I suppose I bring this up because it begs a greater question: How do I correct people about my ethnicity while managing to maintain any sort of social grace? Do I just let it go altogether? Like I said, it doesn’t bother me when people think I’m Mexican, so should I just assume that ethnicity for the rest of my relationship with them?

When I bring this up to fellow Filipinos, they become indignant because they think it’s because I’m ashamed of my ethnicity. That couldn’t be further from the truth. My parents raised me to be Filipino and proud, so I am. I am proud of being a strong, intelligent, Filipina woman.

But the truth of the matter is, my ethnicity isn’t the only facet about me. It’s not even the most important facet. Yeah, I’m Filipino, not Mexican. But that’s why I don’t mind when people get it wrong: Because my ethnicity doesn’t define me. Like how one’s sexuality doesn’t define a homosexual person. I am not my skin color.

Anyway. I guess what I’m trying to say is I’m getting better at impersonating a Mexican.

Journalistic integrity — or lack thereof

June 5, 2012

I’m new at my job. I am. I’ve been working as a government/military affairs/business reporter here for just a few months, and I honestly love it. I really do. I love my job. I love what I do. I love the people I do it with. It’s all great.

But I’m not blogging today to tell you all about how awesome my job is. I’m blog ranting for you today because of the lack of journalistic integrity in OTHER media outlets. Case in point: the local radio station.


When I first started working here at this paper, my editor and fellow reporters warned me about the “reporters” from the local radio station.
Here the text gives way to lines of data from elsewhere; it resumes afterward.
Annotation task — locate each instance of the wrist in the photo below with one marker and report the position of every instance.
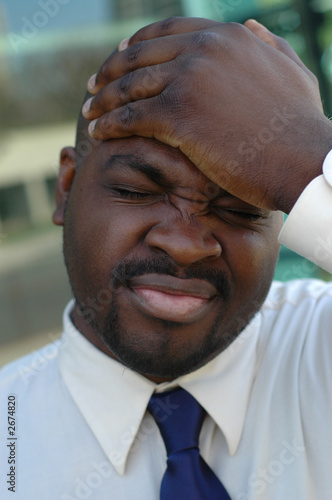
(307, 166)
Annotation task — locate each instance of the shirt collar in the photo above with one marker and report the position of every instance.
(113, 399)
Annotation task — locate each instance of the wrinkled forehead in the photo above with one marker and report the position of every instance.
(162, 163)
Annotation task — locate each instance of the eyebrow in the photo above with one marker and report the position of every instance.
(135, 163)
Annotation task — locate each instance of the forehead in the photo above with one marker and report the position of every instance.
(161, 163)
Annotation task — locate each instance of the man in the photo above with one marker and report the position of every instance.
(205, 133)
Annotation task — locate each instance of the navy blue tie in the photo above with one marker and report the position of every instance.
(188, 477)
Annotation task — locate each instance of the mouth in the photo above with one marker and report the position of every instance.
(172, 299)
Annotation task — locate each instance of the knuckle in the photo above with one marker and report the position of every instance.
(126, 116)
(104, 122)
(133, 53)
(98, 100)
(125, 84)
(206, 40)
(103, 73)
(238, 29)
(168, 25)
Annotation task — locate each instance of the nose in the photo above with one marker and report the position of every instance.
(186, 240)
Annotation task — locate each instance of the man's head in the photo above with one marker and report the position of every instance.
(166, 267)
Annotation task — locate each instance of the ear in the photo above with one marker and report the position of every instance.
(64, 182)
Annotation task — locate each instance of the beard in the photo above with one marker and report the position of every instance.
(161, 350)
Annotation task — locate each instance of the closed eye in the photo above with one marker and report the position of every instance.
(132, 195)
(248, 216)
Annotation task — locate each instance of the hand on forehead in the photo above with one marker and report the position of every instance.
(232, 98)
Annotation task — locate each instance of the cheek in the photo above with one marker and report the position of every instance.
(102, 234)
(252, 258)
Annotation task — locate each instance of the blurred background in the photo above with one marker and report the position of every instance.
(48, 50)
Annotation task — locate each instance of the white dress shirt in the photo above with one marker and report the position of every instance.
(83, 432)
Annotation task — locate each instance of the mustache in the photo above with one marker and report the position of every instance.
(126, 270)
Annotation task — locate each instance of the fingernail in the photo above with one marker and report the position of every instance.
(87, 106)
(124, 44)
(258, 24)
(92, 82)
(92, 126)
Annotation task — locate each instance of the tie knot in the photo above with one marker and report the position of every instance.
(179, 418)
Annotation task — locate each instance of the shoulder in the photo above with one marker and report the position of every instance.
(297, 294)
(27, 370)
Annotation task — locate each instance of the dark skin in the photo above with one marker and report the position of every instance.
(181, 222)
(178, 231)
(236, 100)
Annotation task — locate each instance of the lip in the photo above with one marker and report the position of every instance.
(170, 298)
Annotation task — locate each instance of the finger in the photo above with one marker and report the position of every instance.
(140, 55)
(274, 41)
(140, 84)
(129, 120)
(171, 26)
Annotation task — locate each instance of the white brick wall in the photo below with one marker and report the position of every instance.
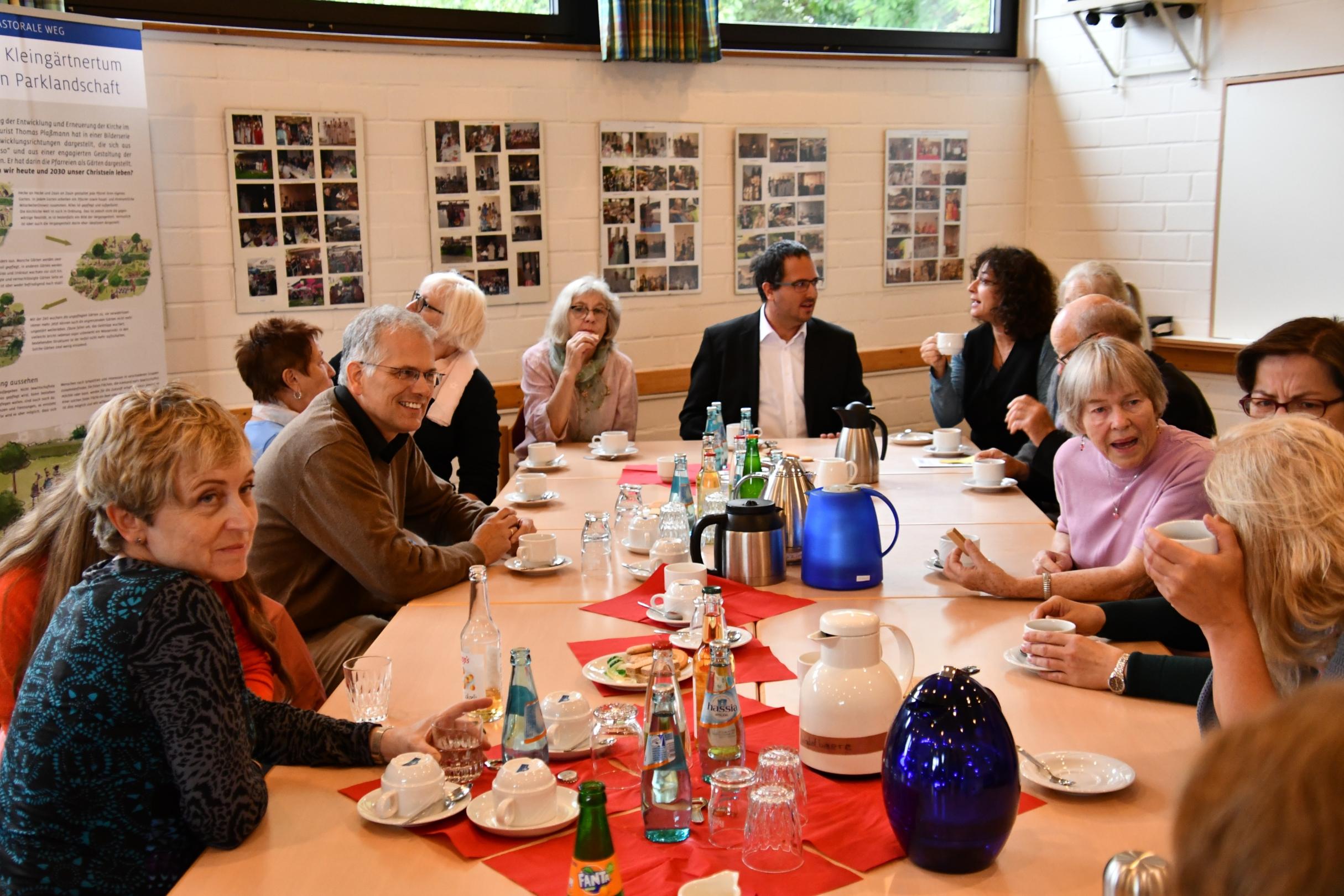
(1129, 175)
(191, 81)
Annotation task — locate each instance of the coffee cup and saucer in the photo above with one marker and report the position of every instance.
(523, 801)
(612, 445)
(536, 555)
(987, 475)
(413, 785)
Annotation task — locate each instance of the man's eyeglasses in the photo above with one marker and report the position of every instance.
(801, 285)
(420, 304)
(409, 375)
(1260, 406)
(1064, 359)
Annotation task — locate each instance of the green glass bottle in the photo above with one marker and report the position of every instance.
(756, 488)
(593, 871)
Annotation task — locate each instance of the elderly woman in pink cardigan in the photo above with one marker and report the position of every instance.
(576, 383)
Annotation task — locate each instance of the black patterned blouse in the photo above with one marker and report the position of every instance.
(133, 739)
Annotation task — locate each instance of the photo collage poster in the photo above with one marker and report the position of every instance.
(924, 234)
(780, 190)
(651, 234)
(296, 189)
(486, 218)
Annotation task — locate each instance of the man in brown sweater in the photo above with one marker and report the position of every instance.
(342, 486)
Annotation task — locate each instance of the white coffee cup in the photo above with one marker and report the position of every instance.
(1061, 627)
(612, 441)
(834, 471)
(946, 546)
(988, 471)
(951, 343)
(569, 721)
(411, 782)
(679, 600)
(533, 486)
(536, 549)
(1192, 534)
(946, 440)
(643, 531)
(674, 572)
(807, 661)
(524, 793)
(541, 453)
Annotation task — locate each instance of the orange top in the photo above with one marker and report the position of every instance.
(19, 601)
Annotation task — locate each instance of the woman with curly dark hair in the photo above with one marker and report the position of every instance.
(1008, 355)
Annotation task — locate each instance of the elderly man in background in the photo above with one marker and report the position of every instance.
(1079, 321)
(342, 486)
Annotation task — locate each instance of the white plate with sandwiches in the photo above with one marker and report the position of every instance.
(629, 671)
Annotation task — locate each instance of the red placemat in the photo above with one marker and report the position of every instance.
(648, 473)
(752, 663)
(840, 805)
(660, 869)
(742, 602)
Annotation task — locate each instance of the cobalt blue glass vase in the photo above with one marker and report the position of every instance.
(949, 774)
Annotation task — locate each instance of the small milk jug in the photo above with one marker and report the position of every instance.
(850, 695)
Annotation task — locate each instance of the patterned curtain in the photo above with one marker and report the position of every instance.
(660, 30)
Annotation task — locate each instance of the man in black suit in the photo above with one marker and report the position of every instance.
(782, 362)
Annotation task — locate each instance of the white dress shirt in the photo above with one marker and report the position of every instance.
(780, 413)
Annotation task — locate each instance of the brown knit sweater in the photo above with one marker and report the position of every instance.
(334, 500)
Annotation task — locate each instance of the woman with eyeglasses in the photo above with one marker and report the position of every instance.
(576, 383)
(463, 421)
(1008, 355)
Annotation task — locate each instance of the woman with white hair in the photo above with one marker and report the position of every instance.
(1126, 475)
(1100, 278)
(576, 383)
(463, 421)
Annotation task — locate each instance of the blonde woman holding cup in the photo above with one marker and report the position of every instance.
(576, 382)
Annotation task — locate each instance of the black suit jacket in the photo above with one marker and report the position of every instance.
(727, 368)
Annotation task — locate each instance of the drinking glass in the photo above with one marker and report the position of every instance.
(783, 766)
(461, 747)
(773, 837)
(730, 793)
(596, 551)
(616, 735)
(629, 503)
(369, 684)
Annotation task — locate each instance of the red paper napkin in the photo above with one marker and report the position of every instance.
(648, 473)
(753, 663)
(838, 806)
(742, 602)
(660, 869)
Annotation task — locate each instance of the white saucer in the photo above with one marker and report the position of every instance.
(982, 487)
(514, 565)
(366, 810)
(963, 452)
(1092, 773)
(596, 671)
(558, 464)
(522, 500)
(663, 621)
(613, 456)
(482, 812)
(689, 640)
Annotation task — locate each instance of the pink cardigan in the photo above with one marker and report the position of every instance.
(620, 410)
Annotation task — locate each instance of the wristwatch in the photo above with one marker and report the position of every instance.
(1117, 676)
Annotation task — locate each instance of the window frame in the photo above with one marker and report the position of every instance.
(574, 23)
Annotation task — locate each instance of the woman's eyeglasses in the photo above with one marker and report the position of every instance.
(1260, 406)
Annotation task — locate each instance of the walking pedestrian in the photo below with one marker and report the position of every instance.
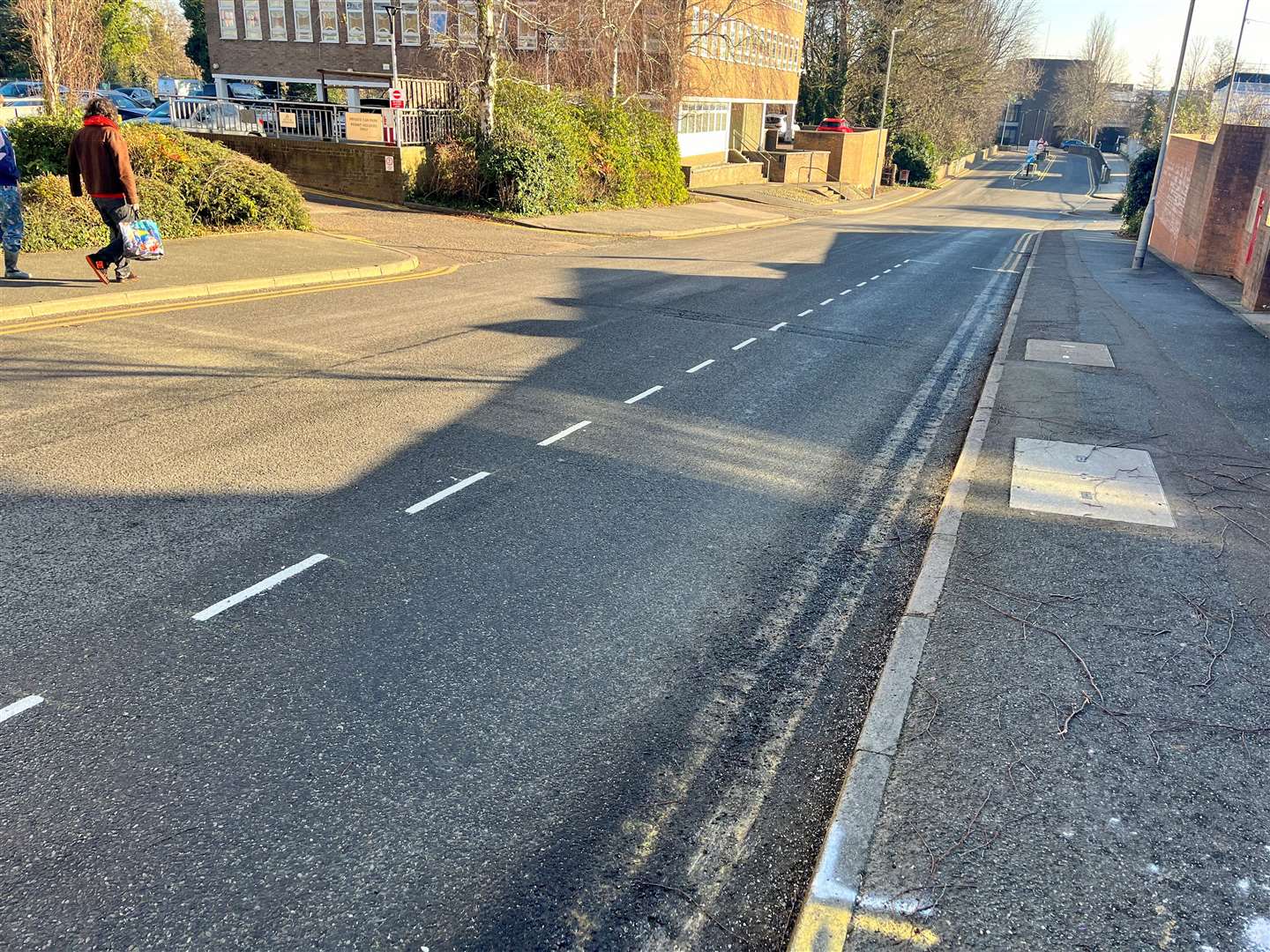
(98, 161)
(11, 227)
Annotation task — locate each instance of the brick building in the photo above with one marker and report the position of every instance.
(721, 66)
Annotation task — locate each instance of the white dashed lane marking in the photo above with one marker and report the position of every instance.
(265, 585)
(449, 492)
(17, 707)
(564, 433)
(651, 391)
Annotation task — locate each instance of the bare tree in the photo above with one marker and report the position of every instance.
(1084, 101)
(65, 38)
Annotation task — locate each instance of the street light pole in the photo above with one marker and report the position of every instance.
(882, 122)
(1148, 217)
(1235, 65)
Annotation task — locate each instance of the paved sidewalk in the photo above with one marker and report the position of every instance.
(1085, 755)
(219, 264)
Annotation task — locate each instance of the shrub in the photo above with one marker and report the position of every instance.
(55, 219)
(915, 152)
(219, 187)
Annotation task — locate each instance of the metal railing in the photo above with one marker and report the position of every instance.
(319, 122)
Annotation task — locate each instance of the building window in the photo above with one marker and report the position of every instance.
(251, 20)
(328, 19)
(355, 20)
(303, 18)
(467, 23)
(383, 19)
(438, 22)
(527, 26)
(410, 26)
(228, 20)
(279, 20)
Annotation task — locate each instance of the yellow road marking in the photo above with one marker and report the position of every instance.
(823, 926)
(116, 314)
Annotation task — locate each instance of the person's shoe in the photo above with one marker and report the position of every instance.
(11, 267)
(98, 270)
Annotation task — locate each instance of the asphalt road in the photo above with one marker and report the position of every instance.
(598, 697)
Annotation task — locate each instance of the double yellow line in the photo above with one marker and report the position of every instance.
(141, 311)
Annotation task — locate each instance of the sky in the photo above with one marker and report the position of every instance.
(1148, 26)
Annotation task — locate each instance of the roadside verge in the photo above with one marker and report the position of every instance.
(265, 262)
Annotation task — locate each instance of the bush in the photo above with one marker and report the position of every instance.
(216, 187)
(550, 155)
(915, 152)
(55, 219)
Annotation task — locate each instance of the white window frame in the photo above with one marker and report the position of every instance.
(467, 23)
(253, 28)
(438, 22)
(381, 16)
(227, 13)
(410, 11)
(303, 20)
(328, 20)
(355, 13)
(277, 11)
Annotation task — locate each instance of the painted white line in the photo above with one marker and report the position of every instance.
(449, 492)
(651, 391)
(564, 433)
(17, 707)
(265, 585)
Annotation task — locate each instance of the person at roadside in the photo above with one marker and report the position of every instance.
(98, 163)
(11, 227)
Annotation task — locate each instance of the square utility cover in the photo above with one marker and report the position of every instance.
(1068, 352)
(1081, 479)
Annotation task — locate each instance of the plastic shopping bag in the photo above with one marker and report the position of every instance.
(141, 240)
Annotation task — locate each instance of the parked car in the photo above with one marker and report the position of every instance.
(140, 95)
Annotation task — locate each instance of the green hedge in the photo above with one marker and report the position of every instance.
(185, 183)
(551, 155)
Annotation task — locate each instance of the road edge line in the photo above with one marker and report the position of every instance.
(198, 291)
(830, 905)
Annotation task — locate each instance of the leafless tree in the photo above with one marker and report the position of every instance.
(65, 38)
(1084, 101)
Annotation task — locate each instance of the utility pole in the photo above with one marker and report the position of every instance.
(1148, 217)
(1235, 65)
(882, 122)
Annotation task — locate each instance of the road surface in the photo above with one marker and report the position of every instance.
(528, 607)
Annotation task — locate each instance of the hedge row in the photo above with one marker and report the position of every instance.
(185, 183)
(551, 155)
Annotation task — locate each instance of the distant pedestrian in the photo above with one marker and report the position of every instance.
(11, 227)
(98, 163)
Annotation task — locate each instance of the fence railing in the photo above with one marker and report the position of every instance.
(322, 122)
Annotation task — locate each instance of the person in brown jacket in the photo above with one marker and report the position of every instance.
(98, 163)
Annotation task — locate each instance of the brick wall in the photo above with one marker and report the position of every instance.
(1201, 210)
(354, 170)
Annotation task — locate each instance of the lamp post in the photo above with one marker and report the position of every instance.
(1148, 216)
(882, 122)
(1235, 65)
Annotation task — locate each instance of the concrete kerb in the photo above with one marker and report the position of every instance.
(832, 905)
(188, 292)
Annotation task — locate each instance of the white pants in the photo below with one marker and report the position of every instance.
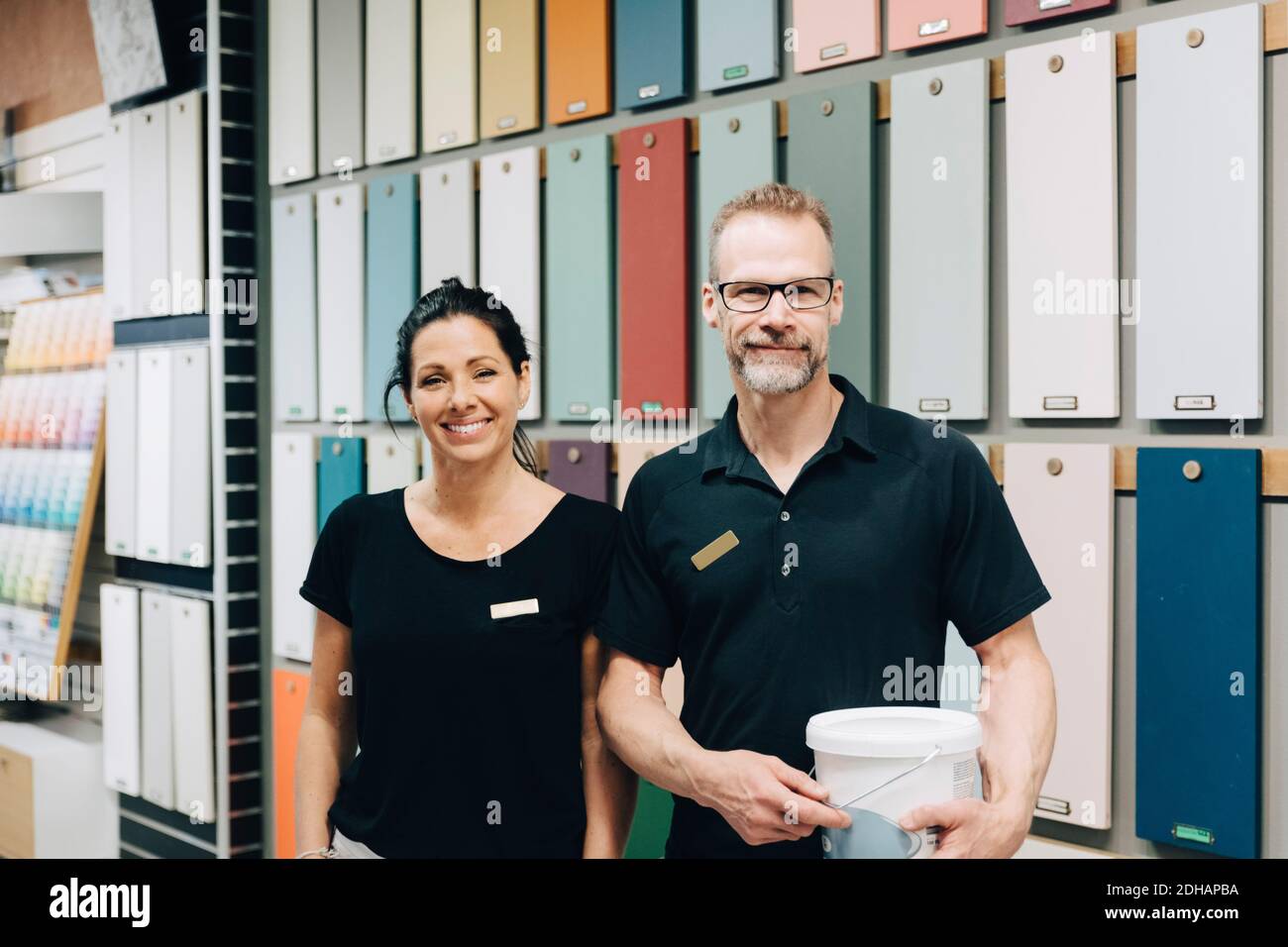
(348, 848)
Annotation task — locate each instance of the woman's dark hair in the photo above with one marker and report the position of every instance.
(450, 299)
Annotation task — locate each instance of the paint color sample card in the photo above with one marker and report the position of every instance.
(509, 67)
(117, 258)
(653, 266)
(393, 277)
(1061, 215)
(119, 626)
(342, 298)
(295, 531)
(391, 460)
(939, 206)
(340, 85)
(290, 91)
(580, 286)
(510, 248)
(340, 474)
(738, 43)
(158, 694)
(829, 155)
(1198, 215)
(925, 22)
(579, 59)
(449, 73)
(1061, 497)
(738, 153)
(193, 711)
(121, 457)
(833, 33)
(1020, 12)
(295, 317)
(1198, 656)
(390, 86)
(651, 38)
(581, 468)
(447, 210)
(290, 694)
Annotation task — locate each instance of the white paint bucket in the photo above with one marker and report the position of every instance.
(879, 763)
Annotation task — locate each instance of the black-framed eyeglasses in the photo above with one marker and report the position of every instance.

From the way they explained it to me, I kind of assumed it was like a friendly rivalry between news outlets. Like in any big city with more than one paper, there will usually be some sort of competition between those papers to see who breaks news first, who has the best coverage, etc. There’s even a bit of competition between most television stations. But since this is a fairly small town, there’s only one newspaper and no TV stations, leaving us to compete with radio.

Little did I realize that this was not so much a rivalry but a complete lack of journalistic integrity.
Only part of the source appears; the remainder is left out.